Leadership Talk: 4 Ways to Use Political Savvy

The use of office politics by leaders in organizations to get things done is not something taught in MBA courses.

It’s naive to suggest that office politics are destructive and unethical. If you define politics in such a narrow way, you overlook the value of political awareness and skill.

There’s no doubt that it has a dark side, and done unethically, it can get you in a lot of hot water, even end your career. But it’s the way things get done in organizations.

Think about this: in today’s flatter organizations, you need people not on your team to get on board your agenda. Some of them aren’t under your control. You must influence them without having any formal authority.

Political savvy, when combined with the right values, can be advantageous to you, your team and your organization.

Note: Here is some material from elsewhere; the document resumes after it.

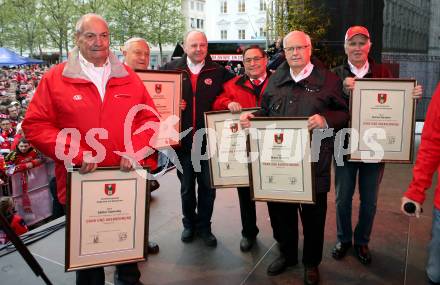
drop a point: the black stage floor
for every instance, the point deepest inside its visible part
(398, 245)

Here are some steps to become politically savvy and build your power base:

  1. Map the political terrain. First, identify all stakeholders — anyone who has an interest in, or who would be affected by, your idea — and how they will react. Some resistance is inevitable. You must anticipate others’ reactions, identify allies and resisters, analyze their goals and understand their agendas.
  2. When you face objections, don’t go to individuals’ bosses or peers to undercut their arguments. Instead, ask them questions to determine their goals. Stakeholders may:
    •    Share your goal, but not your implementation approach
    •    Disagree with your goal, but share your approach to change
    •    Share neither
    •    Share both
    You can identify potential allies and resisters with direct questioning.
  3. Get them on your side. Build your coalition — a politically mobilized group committed to implementing your idea because doing so will generate valued benefits.Creating coalitions is the most critical step in exercising your political competence. How do you win support? You need to be credible. You communicate credibility by letting potential allies and resisters know about your expertise, demonstrating personal integrity, and showing that you have access to important people and information.
  4. Make things happen through leverage. You must win others’ buy-in by making it clear there’s a payoff for supporting your efforts and drawbacks for refusing to join your coalition. Show how implementing your idea will ease stakeholders’ workload, increase their visibility within the organization or help them cut departmental costs.Once you’ve persuaded others to join your coalition, you’ve established a base that will legitimize your idea. Coalition members will then use their networks to evangelize for you.

Getting others to make changes and do things your way is risky. Making your organization a better place is often at odds with personal advancement. You need to be clear about your motives. Make sure you’ve got the best interests of your people and your organization foremost in mind.

You can’t do it without power. Just be sure to create power in and with others, as opposed to using power over others.